Ideally, I would like to say something like "height = width" (for a 1:1 aspect ratio) or "height = 0.8 * width" (for a 5 : 4 aspect ratio). Unfortunately, the height is being handled by Javascript, not R code, and the Javascript apparently does not support expressions. So that left the option of computing the height in the server R code, but doing so requires knowing the aspect ratio (a constant) and the width of the plot, which is determined in the UI.

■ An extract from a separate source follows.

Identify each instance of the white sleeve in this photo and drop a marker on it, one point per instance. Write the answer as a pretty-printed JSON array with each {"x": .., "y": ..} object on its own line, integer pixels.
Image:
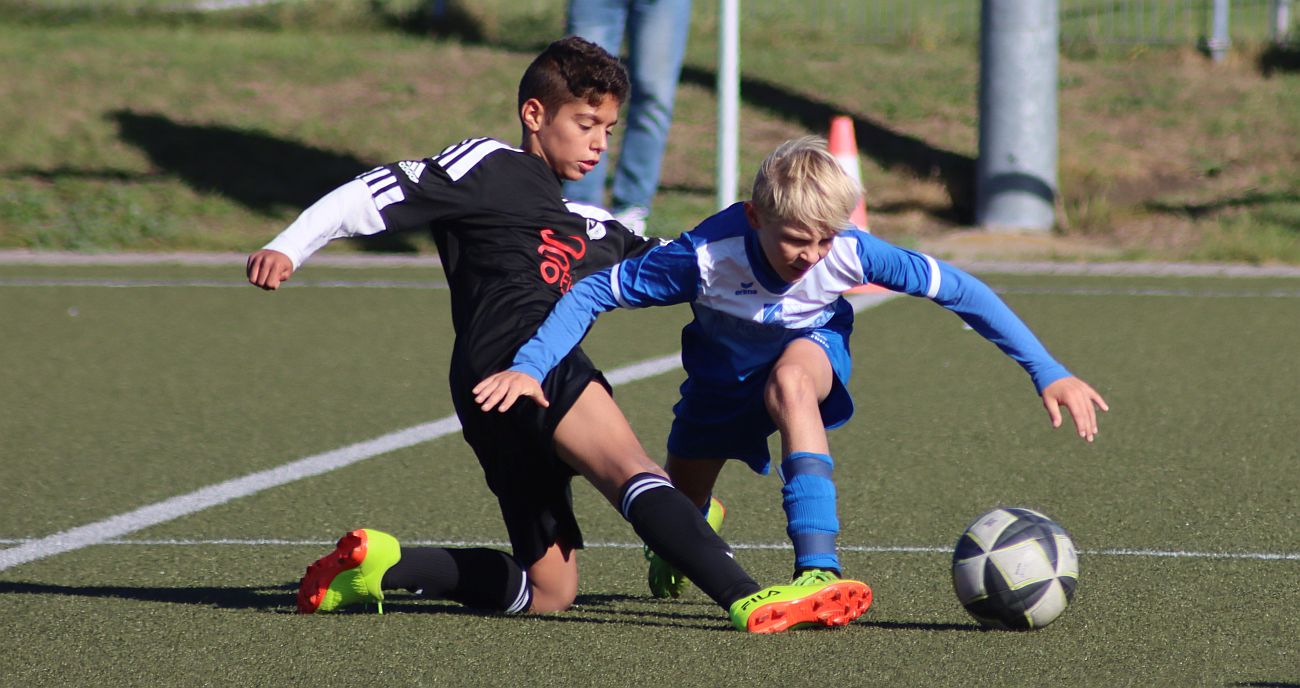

Once again, an undocumented argument (or documented in some sacred scroll not available to lay people) comes into play. Let's say that the identifier I use for my plot is "xyz". The UI contains the function call

plotOutput("xyz", height = "auto", ...)

causing the UI to look for the output to plot in output$xyz. The server script in turn uses

output <- renderPlot(...) 

to generate the plot. Here's the code that ended up working:
    output$xyz <-
      renderPlot(...,
                 height = function() {
                   aspect * session$clientData$output_xyz_width
                 }
      )
(where "..." is the code generating the actual plot and aspect is a variable containing the target ratio of height to width, 0.8 in my case). The list session$clientData contain stuff used by the Shiny server to keep track of one session versus another. (If you and I are concurrently running the same application, we each have a unique session, which is how Shiny keeps straight which data and results belong to you and which belong to me.) Apparently that list includes a numeric item giving the display width of output$xyz, with the name mangled to output_xyz_width for reasons unknown to me.

Using this code, the server script computes and sets the correct height for the plot, and apparently "auto" in the UI script tells it to defer to the height computed by the server.